Member of Lok Sabha
- In office 1999–2004
- Preceded by: Bhanu Prakash Mirdha
- Succeeded by: Bhanwar Singh Dangawas
- Constituency: Nagaur Lok Sabha constituency

Member of the Rajasthan Legislative Assembly
- In office 1972–1985
- Succeeded by: Kalyan Singh
- Constituency: Degana Assembly constituency

Personal details
- Born: 1 January 1936 Nagaur district, Rajasthan
- Died: 6 April 2007 (aged 71)
- Party: Indian National Congress

= Ram Raghunath Chaudhary =

Indian politician (1936–2007)

Ram Raghunath Chaudhary (1 January 1936 – 6 April 2007) was an Indian politician from Nagaur, Rajasthan. He served as Member of Parliament, Lok Sabha representing Nagaur constituency for two terms from 1998 to 2004. He also served as member of Rajasthan Legislative Assembly representing Degana constituency from 1972 to 1985. He was a member of Indian National Congress.

== Early life ==
He was born on 1 January 1936 to Pusa Ram Chaudhary and Gauri Devi in Nagaur district.

== Political career ==
Chaudhary was born in Degana village in Nagaur district of Rajasthan on 18 August 1933, his father, Poosaram Chaudhary was involved in the farmer movements headed by Baldev Ram Mirdha. From then on, Ram Raghunath Chaudhary became passionate about fighting for farmers' rights in politics. Following the establishment of the Panchayati Raj system in 1959, he started his political career at the panchayat level and become the first head of Degana. He was the head once more, this time from 1965 to 1972. After joining the Congress party, he won three elections to the Degana assembly constituency as an MLA. He subsequently advanced to Parliament after winning the Lok Sabha elections from 1998 to 2004.

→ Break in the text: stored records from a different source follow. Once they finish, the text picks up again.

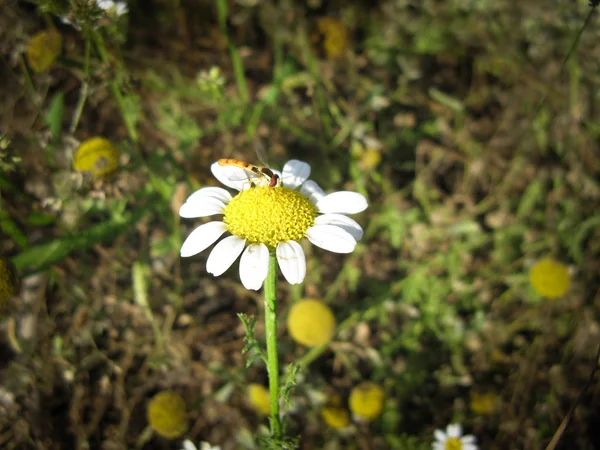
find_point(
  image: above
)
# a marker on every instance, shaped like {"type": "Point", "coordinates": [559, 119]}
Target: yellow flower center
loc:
{"type": "Point", "coordinates": [453, 444]}
{"type": "Point", "coordinates": [269, 215]}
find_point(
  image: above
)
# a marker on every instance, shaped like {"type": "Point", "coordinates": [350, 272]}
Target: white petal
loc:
{"type": "Point", "coordinates": [202, 238]}
{"type": "Point", "coordinates": [470, 447]}
{"type": "Point", "coordinates": [231, 176]}
{"type": "Point", "coordinates": [210, 192]}
{"type": "Point", "coordinates": [454, 430]}
{"type": "Point", "coordinates": [254, 266]}
{"type": "Point", "coordinates": [224, 254]}
{"type": "Point", "coordinates": [292, 261]}
{"type": "Point", "coordinates": [345, 202]}
{"type": "Point", "coordinates": [440, 436]}
{"type": "Point", "coordinates": [332, 238]}
{"type": "Point", "coordinates": [468, 439]}
{"type": "Point", "coordinates": [295, 173]}
{"type": "Point", "coordinates": [188, 445]}
{"type": "Point", "coordinates": [312, 191]}
{"type": "Point", "coordinates": [201, 207]}
{"type": "Point", "coordinates": [343, 222]}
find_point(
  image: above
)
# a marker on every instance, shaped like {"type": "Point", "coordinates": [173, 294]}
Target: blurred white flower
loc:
{"type": "Point", "coordinates": [189, 445]}
{"type": "Point", "coordinates": [453, 439]}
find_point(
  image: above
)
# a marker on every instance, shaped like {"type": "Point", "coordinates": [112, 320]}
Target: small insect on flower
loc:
{"type": "Point", "coordinates": [270, 215]}
{"type": "Point", "coordinates": [258, 174]}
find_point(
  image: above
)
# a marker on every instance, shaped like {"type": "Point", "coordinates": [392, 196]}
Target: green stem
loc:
{"type": "Point", "coordinates": [271, 332]}
{"type": "Point", "coordinates": [84, 88]}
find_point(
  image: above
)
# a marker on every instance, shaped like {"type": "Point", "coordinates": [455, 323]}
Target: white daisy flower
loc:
{"type": "Point", "coordinates": [272, 212]}
{"type": "Point", "coordinates": [114, 7]}
{"type": "Point", "coordinates": [453, 439]}
{"type": "Point", "coordinates": [189, 445]}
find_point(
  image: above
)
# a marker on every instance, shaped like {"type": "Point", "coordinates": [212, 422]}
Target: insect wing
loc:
{"type": "Point", "coordinates": [237, 174]}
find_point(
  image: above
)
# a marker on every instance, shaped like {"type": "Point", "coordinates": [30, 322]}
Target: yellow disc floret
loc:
{"type": "Point", "coordinates": [453, 444]}
{"type": "Point", "coordinates": [311, 323]}
{"type": "Point", "coordinates": [550, 278]}
{"type": "Point", "coordinates": [167, 414]}
{"type": "Point", "coordinates": [366, 400]}
{"type": "Point", "coordinates": [269, 215]}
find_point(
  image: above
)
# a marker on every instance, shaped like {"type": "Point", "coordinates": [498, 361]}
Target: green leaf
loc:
{"type": "Point", "coordinates": [446, 100]}
{"type": "Point", "coordinates": [11, 229]}
{"type": "Point", "coordinates": [40, 257]}
{"type": "Point", "coordinates": [40, 219]}
{"type": "Point", "coordinates": [55, 114]}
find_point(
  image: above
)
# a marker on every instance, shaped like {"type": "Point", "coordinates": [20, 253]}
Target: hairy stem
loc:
{"type": "Point", "coordinates": [271, 334]}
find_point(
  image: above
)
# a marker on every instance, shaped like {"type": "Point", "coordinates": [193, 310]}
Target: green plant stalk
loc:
{"type": "Point", "coordinates": [85, 87]}
{"type": "Point", "coordinates": [271, 335]}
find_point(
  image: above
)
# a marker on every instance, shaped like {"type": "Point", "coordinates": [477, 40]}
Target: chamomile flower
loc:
{"type": "Point", "coordinates": [269, 214]}
{"type": "Point", "coordinates": [189, 445]}
{"type": "Point", "coordinates": [453, 439]}
{"type": "Point", "coordinates": [117, 8]}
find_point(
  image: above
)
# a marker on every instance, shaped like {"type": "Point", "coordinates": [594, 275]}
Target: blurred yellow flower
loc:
{"type": "Point", "coordinates": [311, 323]}
{"type": "Point", "coordinates": [98, 156]}
{"type": "Point", "coordinates": [366, 401]}
{"type": "Point", "coordinates": [43, 49]}
{"type": "Point", "coordinates": [485, 403]}
{"type": "Point", "coordinates": [334, 414]}
{"type": "Point", "coordinates": [259, 398]}
{"type": "Point", "coordinates": [550, 278]}
{"type": "Point", "coordinates": [8, 283]}
{"type": "Point", "coordinates": [335, 39]}
{"type": "Point", "coordinates": [167, 414]}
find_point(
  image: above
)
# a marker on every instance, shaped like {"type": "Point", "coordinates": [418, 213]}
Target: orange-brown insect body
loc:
{"type": "Point", "coordinates": [253, 171]}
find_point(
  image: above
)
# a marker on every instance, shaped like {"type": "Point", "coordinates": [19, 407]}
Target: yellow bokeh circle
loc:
{"type": "Point", "coordinates": [98, 156]}
{"type": "Point", "coordinates": [366, 401]}
{"type": "Point", "coordinates": [550, 278]}
{"type": "Point", "coordinates": [167, 414]}
{"type": "Point", "coordinates": [43, 49]}
{"type": "Point", "coordinates": [311, 322]}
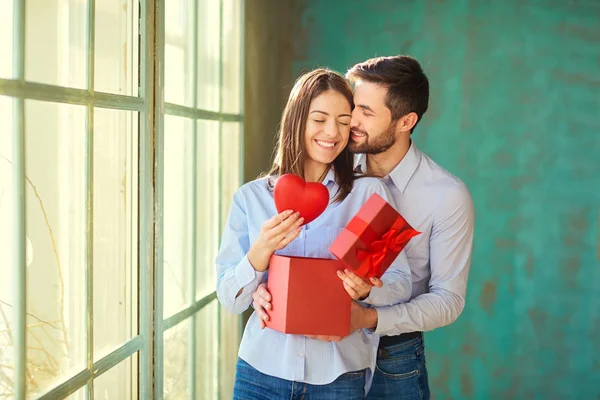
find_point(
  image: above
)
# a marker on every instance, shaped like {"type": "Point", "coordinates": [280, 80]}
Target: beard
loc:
{"type": "Point", "coordinates": [377, 145]}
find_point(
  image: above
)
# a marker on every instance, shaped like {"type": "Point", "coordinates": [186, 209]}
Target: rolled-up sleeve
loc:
{"type": "Point", "coordinates": [451, 245]}
{"type": "Point", "coordinates": [236, 278]}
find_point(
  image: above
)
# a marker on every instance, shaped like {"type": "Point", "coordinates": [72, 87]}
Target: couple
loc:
{"type": "Point", "coordinates": [330, 135]}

He earned his degree from Pilani Birla College. Chaudhary finished a year-long program course from the International Youth Exchange platform in addition to taking part in the agricultural exchange program in the United States. Furthermore, he brought up matters concerning farmers' welfare in his capacity as president of the Rajasthan Youth Farmers Forum. Ajay Singh Kilak, his son, is currently the minister of the same department; his father was the head of the Nagaur District Land Development Cooperative Bank.